What the current list of 34 Mac malware point out is that the only method being used by malware writers to crack into Macs is the 'LUSER Factor', aka social engineering. All current Mac malware are either Trojan horses or hacker tools. Neither of them can infect any Mac without the computer user committing a grave error. IOW: They are using the security flaw that makes ALL computers insecure, that being you and me.
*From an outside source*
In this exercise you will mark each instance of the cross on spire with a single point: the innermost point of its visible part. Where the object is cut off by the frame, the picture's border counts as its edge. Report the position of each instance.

I wrote up another article listing my personal Rules of Computing designed to help avoid social engineering trickery as well as allow cleanup after the fact, entitled "The Rules Of Computing: Keeping Your Mac Secure":
http://mac-security.blogspot.com/201...-your-mac.html
Also of interest: I chatted last week with the fellows who write and support the FREE anti-malware tool for Mac OS X, ClamXav. The most recent malware signatures include all the various forms of MAC Defender as well as nearly all other currently active Mac OS X malware. If Mac users are concerned about having installed malware, ClamXav is a perfectly adequate tool for finding it and removing it. As for professional level anti-malware, the only one I personally recommend is VirusBarrier X6 by Intego. In Enterprise computer networks it is worth checking out anti-malware by Sophos.
:-Derek
I'm sorry but I had to point out how seriously flawed your argument is. If what you said is based on 'if there was an equal number of users on both platforms' you already lost the argument. That assumes everything is equal except market share and malware. That would be a HUGE assumption. You can't make a reasonable assumption like that unless the market share was a lot closer. So are you saying 3-5 (whatever OS X marker share is) out of 100 hackers or malware creators are OS X hackers just because that is the market share of OS X? Things just magically scale to market share?